Every child in the Church is taught through singing the importance of a smile with the Primary song “Smiles.” The lyrics read, “If you chance to meet a frown, do not let it stay. Quickly turn it upside down and smile that frown away. No one likes a frowning face. Change it for a smile. Make the world a better place by smiling all the while” (Children’s Songbook, p. 267).

Eric Savitz, a staff reporter with Forbes magazine reported, “Smiling is not just a universal means of communicating, it’s also a frequent one. More than 30 percent of us smile more than 20 times a day and less than 14 percent of us smile less than 5 times a day. In fact, those with the greatest superpowers are actually children, who smile as many as 400 times per day!” (“The Untapped Power of Smiling,” 2011). Another reason the Lord has asked us to “become as little children.”

Mother Teresa said, “I will never understand all the good that a simple smile can accomplish.”

Did Jesus ever smile?
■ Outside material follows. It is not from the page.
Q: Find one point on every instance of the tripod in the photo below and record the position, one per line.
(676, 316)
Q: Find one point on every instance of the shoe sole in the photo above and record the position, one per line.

The scriptures explain He smiled when He found His disciples doing righteous behavior. “And when Jesus had spoken these words he came again unto his disciples; and behold they did pray steadfastly, without ceasing, unto him; and he did smile upon them again” (3 Nephi 19:30).

The Lord also smiled when the prophet Noah was obedient in following the commandments. “Wherefore Enoch saw that Noah built an ark; and that the Lord smiled upon it, and held it in his own hand; but upon the residue of the wicked the floods came and swallowed them up” (Moses 7:43).

A smiling study conducted by Penn State University in 2005 concluded that when a people smile they not only appear more likeable and courteous but also more competent. An even more interesting study by British researchers stated that smiling can stimulate the brain’s pleasure centers in ways similar to chocolate, a well-known pleasure inducer (“Key to Happiness: Simple Act Makes You Happier Than 2,000 Bars of Chocolate Can,” Deseret News, Sept. 30, 2013).

We believe as Latter-day Saints that the gospel of joy has been restored in its fulness. Because of the Restoration, prophets speak and “there is hope smiling brightly before us,” as presented in the lyrics to “We Thank Thee, O God, for a Prophet.” With so many blessings, both spiritual and temporal, there are many reasons to smile.

President Henry B. Eyring of the First Presidency illustrated this by saying, “My wife and I read messages and see photographs sent by two of our granddaughters serving as the Lord’s missionaries in South America. They send us photos of smiling people with joy shining in their faces. My granddaughters send messages of gratitude and love for the effects of the Atonement in the lives of people they have taught and seen transformed by their choice to follow the Savior’s example to be baptized and receive the ministration of the Holy Ghost (“The Gift of a Savior,” 2010 First Presidency Christmas Devotional).